Welch Allyn's iExaminer taps the smartphone's camera to photograph deep inside the eye — the orange view of the retina filling the phone's screen.
Similarly, CellScope Inc. is developing an otoscope — that magnifier doctors use to peer into the ear — that can snap a photo of the eardrum. It's not for sale yet, but might parents one day email that kind of picture to the pediatrician before deciding whether Johnny needs an office visit?
"It was great to see it on the phone, rather than the pinpoints we get to see" through a traditional scope, said Dr. Bertina Yen, a Los Angeles internist-turned-health IT specialist. She turned the tables during her smartphone physical, taking over some of the equipment to try it out herself.

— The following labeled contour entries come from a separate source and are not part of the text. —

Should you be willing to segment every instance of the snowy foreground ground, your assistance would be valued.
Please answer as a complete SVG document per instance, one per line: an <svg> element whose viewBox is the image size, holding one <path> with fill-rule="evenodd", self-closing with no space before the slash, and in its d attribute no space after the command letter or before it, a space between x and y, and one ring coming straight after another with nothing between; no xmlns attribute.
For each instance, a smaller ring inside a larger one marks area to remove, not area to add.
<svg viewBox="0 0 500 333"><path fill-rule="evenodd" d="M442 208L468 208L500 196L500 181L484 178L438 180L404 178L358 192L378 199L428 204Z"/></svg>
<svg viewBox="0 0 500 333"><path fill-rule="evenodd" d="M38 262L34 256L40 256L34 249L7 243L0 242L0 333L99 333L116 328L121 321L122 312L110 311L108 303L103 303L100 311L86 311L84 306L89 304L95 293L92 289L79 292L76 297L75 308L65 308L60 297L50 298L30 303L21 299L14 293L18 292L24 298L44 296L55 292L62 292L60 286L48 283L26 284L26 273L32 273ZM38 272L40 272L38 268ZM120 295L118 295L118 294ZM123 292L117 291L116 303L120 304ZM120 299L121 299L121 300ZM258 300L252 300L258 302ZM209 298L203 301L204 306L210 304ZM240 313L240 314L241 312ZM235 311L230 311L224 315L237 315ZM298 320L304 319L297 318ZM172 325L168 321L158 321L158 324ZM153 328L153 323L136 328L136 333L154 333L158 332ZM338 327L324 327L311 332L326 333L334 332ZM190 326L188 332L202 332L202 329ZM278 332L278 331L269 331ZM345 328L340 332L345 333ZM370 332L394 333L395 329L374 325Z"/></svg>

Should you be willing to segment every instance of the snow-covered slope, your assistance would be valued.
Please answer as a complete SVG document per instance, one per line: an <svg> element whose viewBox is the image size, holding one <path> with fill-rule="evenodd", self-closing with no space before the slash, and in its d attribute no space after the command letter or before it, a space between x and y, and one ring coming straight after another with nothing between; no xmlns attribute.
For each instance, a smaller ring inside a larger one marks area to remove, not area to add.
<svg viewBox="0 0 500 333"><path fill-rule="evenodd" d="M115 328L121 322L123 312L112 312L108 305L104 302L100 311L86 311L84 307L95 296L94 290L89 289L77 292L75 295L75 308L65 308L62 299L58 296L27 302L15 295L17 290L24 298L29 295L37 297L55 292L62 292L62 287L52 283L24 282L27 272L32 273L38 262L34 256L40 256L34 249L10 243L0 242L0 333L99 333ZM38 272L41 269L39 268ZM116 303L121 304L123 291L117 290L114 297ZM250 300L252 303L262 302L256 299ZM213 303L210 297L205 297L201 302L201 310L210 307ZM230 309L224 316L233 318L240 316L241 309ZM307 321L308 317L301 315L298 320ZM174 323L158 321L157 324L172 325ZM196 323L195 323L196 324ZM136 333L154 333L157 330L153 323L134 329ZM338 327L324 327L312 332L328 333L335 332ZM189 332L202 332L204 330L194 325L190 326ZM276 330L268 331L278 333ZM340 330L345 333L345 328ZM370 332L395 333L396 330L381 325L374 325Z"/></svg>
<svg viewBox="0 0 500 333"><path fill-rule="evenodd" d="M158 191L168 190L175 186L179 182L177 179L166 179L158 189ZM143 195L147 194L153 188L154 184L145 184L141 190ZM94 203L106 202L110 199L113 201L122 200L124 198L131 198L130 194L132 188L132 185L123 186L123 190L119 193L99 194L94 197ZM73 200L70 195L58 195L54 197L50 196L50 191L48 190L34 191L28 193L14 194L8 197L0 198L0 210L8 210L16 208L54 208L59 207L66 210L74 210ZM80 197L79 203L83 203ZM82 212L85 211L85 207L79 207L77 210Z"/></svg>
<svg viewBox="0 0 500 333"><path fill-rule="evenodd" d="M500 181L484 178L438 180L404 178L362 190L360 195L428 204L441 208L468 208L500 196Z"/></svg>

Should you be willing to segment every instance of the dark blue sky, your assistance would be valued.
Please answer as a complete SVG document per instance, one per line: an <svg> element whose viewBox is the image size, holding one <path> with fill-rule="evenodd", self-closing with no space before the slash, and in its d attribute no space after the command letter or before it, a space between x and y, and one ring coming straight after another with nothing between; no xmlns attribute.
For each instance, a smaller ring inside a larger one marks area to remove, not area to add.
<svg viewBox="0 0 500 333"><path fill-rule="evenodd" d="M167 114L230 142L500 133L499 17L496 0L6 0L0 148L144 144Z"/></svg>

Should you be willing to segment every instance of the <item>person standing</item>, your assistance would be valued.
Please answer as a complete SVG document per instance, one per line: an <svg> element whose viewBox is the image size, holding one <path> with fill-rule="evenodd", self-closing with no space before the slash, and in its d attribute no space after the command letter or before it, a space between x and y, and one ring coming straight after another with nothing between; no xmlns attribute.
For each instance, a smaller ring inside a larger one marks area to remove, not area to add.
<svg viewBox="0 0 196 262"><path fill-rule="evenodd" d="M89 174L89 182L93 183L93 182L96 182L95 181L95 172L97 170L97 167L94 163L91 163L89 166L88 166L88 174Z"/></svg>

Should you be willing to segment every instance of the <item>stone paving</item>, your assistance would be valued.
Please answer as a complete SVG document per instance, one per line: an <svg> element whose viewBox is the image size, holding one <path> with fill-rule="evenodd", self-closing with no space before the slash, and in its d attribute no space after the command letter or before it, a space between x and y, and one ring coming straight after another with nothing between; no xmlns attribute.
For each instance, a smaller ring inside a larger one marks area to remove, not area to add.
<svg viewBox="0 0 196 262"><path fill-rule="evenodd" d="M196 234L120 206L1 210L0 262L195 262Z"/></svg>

And University of Washington researchers are testing a way to measure lung function in people with asthma or emphysema as they blow onto the phone and it captures the sound. Usually patients blow into special machines at the doctor's office, while a use-anywhere version might help someone spot early signs of worsening before they see a doctor.
Insurers are studying what smartphone technology to pay for. For example, health care giant Kaiser Permanente is about to begin a project in Georgia to sell the iBGStar alongside other diabetes monitors in its on-site pharmacies. The project will determine whether patients like the smartphone monitor, if it improves care — and if so, whether the readings should beam into patients' electronic health records, in Georgia and in other Kaiser regions.
But ultimately these devices may have a bigger role in developing countries, where full-size medical equipment is in short supply but smartphones are becoming common. Even in rural parts of the U.S. it can take hours to drive to a specialist, while a primary care physician might quickly email that specialist a photo of, say, a diseased retina first to see whether the trip's really necessary.
"These tools make diagnosis at a distance much easier," said Dr. Nicholas Genes, an emergency medicine professor at New York's Mount Sinai School of Medicine, who helped with TEDMED's smartphone physical.